A healthy relationship means that both you and your partner are:

  • Communicative. You talk openly about problems and listen to one another. You respect each other’s opinions.
  • Respectful. You value each other’s opinions, feelings, and needs, and give each other the freedom to be yourself and be loved for who you are.
  • Trusting. You believe what your partner has to say and don’t feel the need to “prove” each other’s trustworthiness.
  • Honest. You’re honest with each other but can still keep some things private.
  • Equal. You make decisions together and hold each other to the same standards. You and your partner have equal say with regard to major decisions within the relationship. All partners have access to the resources they need.
  • Setting boundaries. You enjoy spending time apart, alone, or with others. You respect each other’s need for time and space apart. You communicate with each other about what you are and aren’t comfortable with.
  • Practicing consent. You talk openly about sexual and reproductive choices together. All partners always willingly consent to sexual activity and can safely discuss what you are and aren’t comfortable with.
  • Parenting supportively. All partners are able to parent in a way that they feel comfortable with. You communicate together about the needs of the child(ren), as well as the needs of the parents.


You may be in an unhealthy relationship if your partner is:

  • Non-communicative. When problems arise, you fight or you don’t discuss them at all.
  • Disrespectful. You or your partner behave inconsiderately toward the other.
  • Not trusting. You or your partner refuse to believe the other or feel entitled to invade their privacy.
  • Dishonest. You or your partner lie, omit, or obscure facts.
  • Taking control. You or your partner takes steps to suggest that one’s desires and choices are more important than another’s.
  • Isolating. Your partner restricts your contact with other people, either in person or online.
  • Pressured into sexual activity.One partner uses pressure or guilt against another to coerce them into sexual acts or reproductive choices.
  • Ignoring boundaries. It’s assumed or implied that only one partner is responsible for making informed decisions.
  • Unequal economically. Finances aren’t discussed. Financial decisions are made unilaterally or it’s assumed that only one partner is in charge of finances.

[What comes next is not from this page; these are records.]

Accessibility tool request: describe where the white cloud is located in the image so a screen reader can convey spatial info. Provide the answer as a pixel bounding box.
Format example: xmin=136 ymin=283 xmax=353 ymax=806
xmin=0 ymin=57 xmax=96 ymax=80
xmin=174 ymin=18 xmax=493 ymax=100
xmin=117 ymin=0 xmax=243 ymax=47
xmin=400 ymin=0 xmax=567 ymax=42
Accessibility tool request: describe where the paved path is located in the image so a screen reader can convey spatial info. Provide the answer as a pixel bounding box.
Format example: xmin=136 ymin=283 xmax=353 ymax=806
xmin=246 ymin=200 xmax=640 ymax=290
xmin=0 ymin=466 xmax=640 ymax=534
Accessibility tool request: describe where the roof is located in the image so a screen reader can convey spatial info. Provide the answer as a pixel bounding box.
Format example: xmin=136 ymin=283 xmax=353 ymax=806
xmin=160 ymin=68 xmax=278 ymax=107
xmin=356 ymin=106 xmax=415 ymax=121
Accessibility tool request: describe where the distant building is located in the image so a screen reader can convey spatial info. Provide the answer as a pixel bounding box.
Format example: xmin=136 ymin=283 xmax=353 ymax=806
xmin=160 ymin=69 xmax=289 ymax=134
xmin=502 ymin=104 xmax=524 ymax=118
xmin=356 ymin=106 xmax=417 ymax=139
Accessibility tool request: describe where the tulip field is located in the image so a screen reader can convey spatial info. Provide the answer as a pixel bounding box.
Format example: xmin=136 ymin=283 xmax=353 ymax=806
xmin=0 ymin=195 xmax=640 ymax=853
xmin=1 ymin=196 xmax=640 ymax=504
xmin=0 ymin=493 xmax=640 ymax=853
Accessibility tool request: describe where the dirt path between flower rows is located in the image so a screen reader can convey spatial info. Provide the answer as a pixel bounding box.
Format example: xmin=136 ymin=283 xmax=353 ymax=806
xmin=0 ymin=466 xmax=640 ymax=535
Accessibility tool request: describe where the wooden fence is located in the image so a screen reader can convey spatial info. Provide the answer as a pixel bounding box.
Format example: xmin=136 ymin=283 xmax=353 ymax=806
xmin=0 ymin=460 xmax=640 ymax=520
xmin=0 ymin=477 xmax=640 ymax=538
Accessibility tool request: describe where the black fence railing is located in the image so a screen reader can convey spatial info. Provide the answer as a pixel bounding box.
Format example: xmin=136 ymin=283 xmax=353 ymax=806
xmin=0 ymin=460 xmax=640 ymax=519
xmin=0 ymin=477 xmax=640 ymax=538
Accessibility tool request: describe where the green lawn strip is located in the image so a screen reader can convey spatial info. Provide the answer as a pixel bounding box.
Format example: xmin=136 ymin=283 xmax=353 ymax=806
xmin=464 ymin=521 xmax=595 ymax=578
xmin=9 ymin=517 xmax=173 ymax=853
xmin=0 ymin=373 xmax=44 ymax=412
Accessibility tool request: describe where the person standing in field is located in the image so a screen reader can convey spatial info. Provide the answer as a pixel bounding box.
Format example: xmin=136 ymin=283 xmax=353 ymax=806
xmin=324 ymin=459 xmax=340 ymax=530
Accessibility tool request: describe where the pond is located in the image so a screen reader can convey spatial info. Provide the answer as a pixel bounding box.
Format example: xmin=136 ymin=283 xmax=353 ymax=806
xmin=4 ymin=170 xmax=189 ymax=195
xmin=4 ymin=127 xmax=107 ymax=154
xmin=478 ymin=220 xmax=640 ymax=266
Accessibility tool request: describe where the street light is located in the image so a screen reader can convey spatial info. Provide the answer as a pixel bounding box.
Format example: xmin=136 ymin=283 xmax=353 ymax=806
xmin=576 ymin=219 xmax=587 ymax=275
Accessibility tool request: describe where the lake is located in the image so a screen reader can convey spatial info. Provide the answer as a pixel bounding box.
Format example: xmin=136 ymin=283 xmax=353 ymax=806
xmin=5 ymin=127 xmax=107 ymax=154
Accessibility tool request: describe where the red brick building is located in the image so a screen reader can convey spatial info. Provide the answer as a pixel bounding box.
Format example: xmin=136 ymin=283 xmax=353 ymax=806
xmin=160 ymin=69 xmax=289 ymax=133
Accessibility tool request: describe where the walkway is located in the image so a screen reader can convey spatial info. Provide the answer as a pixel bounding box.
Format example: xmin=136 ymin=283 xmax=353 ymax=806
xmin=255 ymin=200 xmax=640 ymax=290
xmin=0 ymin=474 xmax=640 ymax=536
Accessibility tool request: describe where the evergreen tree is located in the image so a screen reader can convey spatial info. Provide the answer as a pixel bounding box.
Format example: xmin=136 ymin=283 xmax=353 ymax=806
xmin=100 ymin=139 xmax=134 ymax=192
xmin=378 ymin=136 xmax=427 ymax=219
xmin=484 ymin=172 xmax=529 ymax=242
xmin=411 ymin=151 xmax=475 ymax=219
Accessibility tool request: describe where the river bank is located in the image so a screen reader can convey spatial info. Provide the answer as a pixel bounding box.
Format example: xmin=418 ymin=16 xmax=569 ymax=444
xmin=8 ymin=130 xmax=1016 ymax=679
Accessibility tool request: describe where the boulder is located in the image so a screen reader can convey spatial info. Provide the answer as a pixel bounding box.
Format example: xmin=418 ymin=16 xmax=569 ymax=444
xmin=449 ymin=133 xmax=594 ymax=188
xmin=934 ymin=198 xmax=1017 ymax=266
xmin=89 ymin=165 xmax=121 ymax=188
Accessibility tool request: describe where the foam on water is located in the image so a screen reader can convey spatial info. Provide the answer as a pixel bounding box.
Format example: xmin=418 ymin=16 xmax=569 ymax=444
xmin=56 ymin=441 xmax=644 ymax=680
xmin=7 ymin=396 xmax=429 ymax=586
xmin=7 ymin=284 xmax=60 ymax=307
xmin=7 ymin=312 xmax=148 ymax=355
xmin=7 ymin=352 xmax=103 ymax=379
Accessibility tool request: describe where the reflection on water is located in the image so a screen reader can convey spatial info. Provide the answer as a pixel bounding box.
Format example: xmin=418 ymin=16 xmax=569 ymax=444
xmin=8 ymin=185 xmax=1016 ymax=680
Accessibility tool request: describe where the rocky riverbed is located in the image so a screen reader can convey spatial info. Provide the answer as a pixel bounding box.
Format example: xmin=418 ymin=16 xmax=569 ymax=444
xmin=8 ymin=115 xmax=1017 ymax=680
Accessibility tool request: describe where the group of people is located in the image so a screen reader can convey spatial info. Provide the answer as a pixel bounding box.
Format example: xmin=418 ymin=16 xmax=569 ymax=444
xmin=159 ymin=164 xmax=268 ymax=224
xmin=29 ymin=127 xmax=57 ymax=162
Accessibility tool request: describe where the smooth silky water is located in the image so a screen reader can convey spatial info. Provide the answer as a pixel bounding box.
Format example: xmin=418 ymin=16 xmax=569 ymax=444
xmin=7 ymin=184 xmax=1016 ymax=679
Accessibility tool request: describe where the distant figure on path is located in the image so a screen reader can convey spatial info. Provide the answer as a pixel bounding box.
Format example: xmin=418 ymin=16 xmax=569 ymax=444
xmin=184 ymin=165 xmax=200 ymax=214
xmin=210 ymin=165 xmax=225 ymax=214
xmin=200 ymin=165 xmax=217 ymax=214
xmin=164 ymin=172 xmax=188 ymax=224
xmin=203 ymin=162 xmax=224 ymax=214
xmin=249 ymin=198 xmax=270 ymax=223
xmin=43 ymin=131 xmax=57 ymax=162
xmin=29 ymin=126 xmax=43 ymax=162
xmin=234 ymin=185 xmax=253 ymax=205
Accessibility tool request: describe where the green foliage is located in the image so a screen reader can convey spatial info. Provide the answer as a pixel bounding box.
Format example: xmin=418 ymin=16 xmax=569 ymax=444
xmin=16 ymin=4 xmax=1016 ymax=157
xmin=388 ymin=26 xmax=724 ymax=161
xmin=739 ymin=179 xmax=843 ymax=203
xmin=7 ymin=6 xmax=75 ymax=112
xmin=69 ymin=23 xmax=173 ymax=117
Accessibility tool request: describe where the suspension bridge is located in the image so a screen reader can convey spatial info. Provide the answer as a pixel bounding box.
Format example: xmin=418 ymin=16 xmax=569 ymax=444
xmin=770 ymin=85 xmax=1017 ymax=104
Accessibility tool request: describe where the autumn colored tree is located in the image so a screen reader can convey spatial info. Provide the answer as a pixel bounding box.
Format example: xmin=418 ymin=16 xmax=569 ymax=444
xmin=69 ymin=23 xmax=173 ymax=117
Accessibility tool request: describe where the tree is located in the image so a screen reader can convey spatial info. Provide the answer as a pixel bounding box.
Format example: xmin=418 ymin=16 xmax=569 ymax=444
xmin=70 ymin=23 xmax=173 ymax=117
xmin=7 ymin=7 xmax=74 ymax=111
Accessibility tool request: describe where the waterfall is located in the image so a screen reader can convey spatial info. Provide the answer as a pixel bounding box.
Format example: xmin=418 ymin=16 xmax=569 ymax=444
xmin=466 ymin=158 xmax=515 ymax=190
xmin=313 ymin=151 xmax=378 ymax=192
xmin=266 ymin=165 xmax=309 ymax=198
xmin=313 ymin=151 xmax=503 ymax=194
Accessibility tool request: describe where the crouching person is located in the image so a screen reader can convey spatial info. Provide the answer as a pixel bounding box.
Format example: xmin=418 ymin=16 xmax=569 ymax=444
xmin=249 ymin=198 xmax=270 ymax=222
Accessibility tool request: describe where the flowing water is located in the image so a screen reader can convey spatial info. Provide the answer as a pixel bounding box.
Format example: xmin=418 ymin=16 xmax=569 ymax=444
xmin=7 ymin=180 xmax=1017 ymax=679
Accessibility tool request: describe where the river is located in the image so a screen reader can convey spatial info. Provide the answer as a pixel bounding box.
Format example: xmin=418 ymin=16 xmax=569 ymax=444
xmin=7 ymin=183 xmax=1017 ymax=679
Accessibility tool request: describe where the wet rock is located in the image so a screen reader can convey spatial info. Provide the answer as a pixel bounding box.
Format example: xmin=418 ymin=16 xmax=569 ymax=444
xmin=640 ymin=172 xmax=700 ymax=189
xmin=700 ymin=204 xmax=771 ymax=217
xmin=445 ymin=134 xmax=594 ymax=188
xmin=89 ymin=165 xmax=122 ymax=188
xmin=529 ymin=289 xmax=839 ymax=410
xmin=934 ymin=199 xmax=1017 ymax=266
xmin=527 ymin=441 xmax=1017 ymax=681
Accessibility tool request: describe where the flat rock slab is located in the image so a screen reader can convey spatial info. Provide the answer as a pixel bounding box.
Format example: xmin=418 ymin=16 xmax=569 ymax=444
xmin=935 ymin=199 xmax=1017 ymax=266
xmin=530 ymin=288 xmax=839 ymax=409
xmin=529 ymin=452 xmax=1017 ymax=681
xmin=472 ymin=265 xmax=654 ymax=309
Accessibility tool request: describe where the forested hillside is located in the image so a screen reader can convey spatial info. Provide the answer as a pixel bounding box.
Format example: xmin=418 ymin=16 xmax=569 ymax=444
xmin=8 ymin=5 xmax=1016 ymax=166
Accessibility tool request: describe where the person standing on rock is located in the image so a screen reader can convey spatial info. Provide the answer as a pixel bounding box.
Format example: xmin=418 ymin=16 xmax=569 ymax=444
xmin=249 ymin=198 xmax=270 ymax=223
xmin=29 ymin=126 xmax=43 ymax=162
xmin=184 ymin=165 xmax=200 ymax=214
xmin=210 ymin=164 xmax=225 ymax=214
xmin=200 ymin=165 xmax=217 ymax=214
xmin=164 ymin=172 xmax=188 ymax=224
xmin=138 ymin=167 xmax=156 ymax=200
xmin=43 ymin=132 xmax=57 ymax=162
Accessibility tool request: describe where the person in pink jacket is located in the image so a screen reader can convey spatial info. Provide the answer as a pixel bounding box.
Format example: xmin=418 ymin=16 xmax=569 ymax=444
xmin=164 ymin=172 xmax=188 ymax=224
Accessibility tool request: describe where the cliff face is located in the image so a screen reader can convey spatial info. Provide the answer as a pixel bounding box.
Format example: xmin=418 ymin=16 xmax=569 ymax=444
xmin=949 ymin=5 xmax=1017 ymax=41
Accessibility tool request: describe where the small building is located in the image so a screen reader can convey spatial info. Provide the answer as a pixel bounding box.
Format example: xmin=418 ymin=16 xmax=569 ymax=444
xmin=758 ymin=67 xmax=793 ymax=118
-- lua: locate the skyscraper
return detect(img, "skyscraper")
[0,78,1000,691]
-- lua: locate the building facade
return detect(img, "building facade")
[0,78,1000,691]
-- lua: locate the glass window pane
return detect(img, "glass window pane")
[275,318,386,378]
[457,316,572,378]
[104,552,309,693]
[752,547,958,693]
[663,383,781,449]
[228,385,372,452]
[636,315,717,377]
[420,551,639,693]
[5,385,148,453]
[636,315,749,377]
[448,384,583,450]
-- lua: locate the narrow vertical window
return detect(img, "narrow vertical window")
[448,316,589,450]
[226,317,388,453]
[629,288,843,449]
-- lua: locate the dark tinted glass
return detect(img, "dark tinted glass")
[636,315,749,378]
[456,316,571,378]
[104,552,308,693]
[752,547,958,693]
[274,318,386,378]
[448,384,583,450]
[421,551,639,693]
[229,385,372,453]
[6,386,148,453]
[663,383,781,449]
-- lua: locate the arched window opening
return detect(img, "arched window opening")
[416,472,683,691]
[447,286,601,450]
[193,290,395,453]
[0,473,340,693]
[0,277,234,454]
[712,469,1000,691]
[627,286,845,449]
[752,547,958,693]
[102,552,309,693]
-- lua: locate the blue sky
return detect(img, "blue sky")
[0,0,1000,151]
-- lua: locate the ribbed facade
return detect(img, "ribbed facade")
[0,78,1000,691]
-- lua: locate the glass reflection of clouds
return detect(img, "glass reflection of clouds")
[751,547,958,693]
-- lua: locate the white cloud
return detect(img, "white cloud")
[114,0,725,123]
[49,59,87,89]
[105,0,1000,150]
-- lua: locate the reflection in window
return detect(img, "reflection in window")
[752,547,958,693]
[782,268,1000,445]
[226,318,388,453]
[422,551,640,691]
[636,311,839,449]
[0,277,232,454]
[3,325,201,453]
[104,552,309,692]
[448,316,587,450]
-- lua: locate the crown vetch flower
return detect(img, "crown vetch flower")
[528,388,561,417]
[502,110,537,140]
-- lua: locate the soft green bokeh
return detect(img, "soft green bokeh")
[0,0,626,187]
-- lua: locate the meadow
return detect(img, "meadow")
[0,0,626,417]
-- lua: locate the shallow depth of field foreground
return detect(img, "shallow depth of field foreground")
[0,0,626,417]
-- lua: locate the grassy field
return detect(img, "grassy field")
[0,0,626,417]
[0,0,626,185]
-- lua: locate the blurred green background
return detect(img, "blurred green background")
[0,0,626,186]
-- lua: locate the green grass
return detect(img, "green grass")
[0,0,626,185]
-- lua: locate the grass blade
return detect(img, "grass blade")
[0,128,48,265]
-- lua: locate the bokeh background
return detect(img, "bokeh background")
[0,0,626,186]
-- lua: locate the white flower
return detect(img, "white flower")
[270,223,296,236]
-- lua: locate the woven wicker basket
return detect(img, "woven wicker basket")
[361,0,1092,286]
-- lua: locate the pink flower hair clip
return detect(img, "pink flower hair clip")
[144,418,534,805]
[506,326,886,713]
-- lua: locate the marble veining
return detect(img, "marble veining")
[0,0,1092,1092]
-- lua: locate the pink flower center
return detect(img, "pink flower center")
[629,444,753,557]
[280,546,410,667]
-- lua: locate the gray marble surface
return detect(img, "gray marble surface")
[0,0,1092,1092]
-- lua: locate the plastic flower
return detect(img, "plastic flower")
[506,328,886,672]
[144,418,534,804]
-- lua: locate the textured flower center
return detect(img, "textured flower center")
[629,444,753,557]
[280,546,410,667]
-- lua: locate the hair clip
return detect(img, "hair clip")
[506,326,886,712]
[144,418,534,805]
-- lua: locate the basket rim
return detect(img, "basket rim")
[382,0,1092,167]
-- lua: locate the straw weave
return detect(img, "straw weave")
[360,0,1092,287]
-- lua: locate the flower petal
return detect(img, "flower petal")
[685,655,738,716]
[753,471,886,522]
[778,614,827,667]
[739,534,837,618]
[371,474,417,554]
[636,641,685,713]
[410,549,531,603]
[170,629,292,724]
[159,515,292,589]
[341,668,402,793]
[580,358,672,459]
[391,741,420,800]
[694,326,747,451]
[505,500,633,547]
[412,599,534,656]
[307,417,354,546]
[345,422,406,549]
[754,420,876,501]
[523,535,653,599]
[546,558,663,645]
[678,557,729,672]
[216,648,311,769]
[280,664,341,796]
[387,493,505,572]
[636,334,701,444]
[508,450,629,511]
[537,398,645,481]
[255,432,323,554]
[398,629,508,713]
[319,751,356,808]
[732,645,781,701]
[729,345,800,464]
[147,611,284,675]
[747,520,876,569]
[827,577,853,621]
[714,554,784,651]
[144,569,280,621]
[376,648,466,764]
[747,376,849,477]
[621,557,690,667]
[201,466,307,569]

A relationship is abusive when your partner:

  • Communicates harmfully. Your partner communicates or in a way that is hurtful, threatening, insulting, or demeaning.
  • Mistreats the other. Your partner doesn’t respect your thoughts, feelings, decisions, opinions, or physical safety.
  • Makes untrue accusations. Your partner accuses you of cheating or breaking the boundaries of your relationship. Your partner may escalate by creating situations where you need to “prove” your trustworthiness, like handing over your social media passwords.
  • Controls the other. There’s no equality in your relationship. One partner makes decisions without the other’s input, or makes all of the decisions in certain parts of the relationship, like finances.
  • Isolates the other. Your partner controls where you travel, who you talk to, or how you spend your time. This often includes physical or emotional isolation from your family and friends.
  • Forces sexual activity or controls reproductive choices.Your partner forces or pressures you to engage in sexual activity you don’t want to. Your partner controls your reproductive choices by sabotaging birth control, or by pressuring you to have or not have children.
  • Controls finances. Your partner controls the money and access to resources, including preventing you from earning an income or accessing their own income. Having an open, respectful dialogue about finances is not an option.
  • Manipulates children. Your partner uses your children to gain power and control over you, including telling them lies or baseless criticisms about you.